お水ね特別なお水なんだって。クロエさんのお店はお洋服屋さんでしょう。売ってるお洋服がもし汚れちゃってたらみんな買ってくれないから、いつもこのお水で綺麗にしてるんだって。お洋服にこのお水つけてもすぐに乾いちゃうから大丈夫なの。
「ありがと、ヒック、でしゅう、えぐっ」
「ユーキちゃん、リク君にもありがとうよ。ユーキのこと守ってくれて怒ってくれたでしょう。」
「うん。リクくん、ふえ、ありがとでしゅう。」
「おう! よし、まだ行進終わってないぞ! もう1回出発だ!」
(ウイリアム視点)
泣きながらも行進に戻るユーキ。戻ってきて泣き続けるユーキを見て近くにいた係が、オリビアに一緒に歩いて良いと言ってくれて、1番端のところを再び歩き始める。私は少し先回りをしてユーキ達が行進してくるのを待った。隣にはハロルド達もいる。
やっと見えたユーキに手を振りながら声をかける。私達の姿を見たユーキは泣きながらもとっても良い笑顔を見せながら、手をぶんぶん振りながら歩いて行く。隣でハロルド達が笑っている。
「凄い顔だな。涙と鼻水でぐちゃぐちゃだ。それなのに凄い笑顔だし。」
「戻ってきたら笑うんじゃないぞ。」
「分かってるよ。あれは完璧に泣くスイッチが入ってるな。まあ、そのうち落ち着くだろう。俺達はお店に戻る。ユーキ達の特製クッキーを用意しておかないとな。」
そう言い、ユーキを見送ると自分たちが出している出店へと戻って行った。
行進が終わったユーキはそのあと少しして、ようやく泣くのが止まった。そしてもう1着用意していた妖精の洋服に着替えると、クッキー集めに勤しんだ。そして興奮と泣き疲れで、途中で完璧に寝てしまった。
家に戻る前にユーキの世話をしてくれたリク君にお礼のケーキを渡し、また今度ゆっくり遊びにおいでと言った。リク君ももう少しユーキと遊びたかったらしい。残念そうな顔をしていたが、ケーキの箱を渡すとすぐに箱の中身を見ようとして怒られ、さっさと家の中に入ってしまった。
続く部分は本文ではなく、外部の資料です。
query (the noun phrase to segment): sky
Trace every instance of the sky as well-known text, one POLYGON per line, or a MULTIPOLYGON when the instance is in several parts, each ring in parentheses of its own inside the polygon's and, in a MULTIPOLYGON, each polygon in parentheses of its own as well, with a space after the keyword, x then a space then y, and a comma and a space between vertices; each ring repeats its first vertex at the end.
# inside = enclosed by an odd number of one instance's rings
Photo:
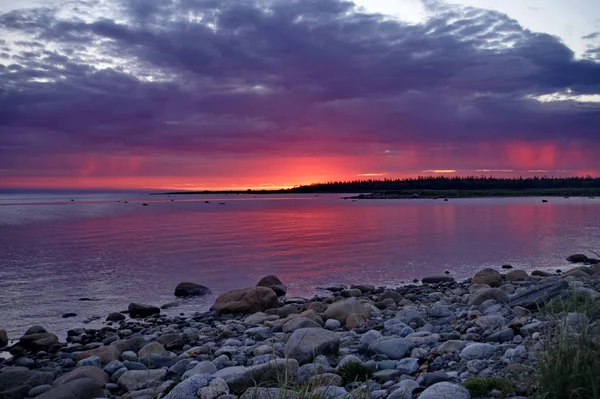
POLYGON ((0 188, 600 171, 596 0, 0 0, 0 188))

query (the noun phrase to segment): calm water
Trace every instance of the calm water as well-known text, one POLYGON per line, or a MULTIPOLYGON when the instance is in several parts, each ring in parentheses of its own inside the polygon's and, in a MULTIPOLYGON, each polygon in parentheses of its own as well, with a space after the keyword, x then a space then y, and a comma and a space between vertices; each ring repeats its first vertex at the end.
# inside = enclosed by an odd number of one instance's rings
POLYGON ((599 211, 590 198, 0 195, 0 328, 14 338, 41 323, 64 335, 132 301, 173 302, 181 281, 213 295, 169 314, 206 310, 216 294, 271 273, 310 297, 326 283, 564 267, 571 253, 600 250, 599 211))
タージがそれを追いかけながら怒る。それを見て謝るアニータ。
帰り道、ぐっすり眠るユーキを見ながら来年の事を考える。小さいユーキ。まだまだたくさんこういう小さい子供のパーティーに参加ができる。小さい時にしか味わえないたくさんの楽しい思い出を、これからもどんどん作っていってもらいたい。まあ、今日みたいなこともあるが。それもいつか良い思い出と話せる日が来るだろう。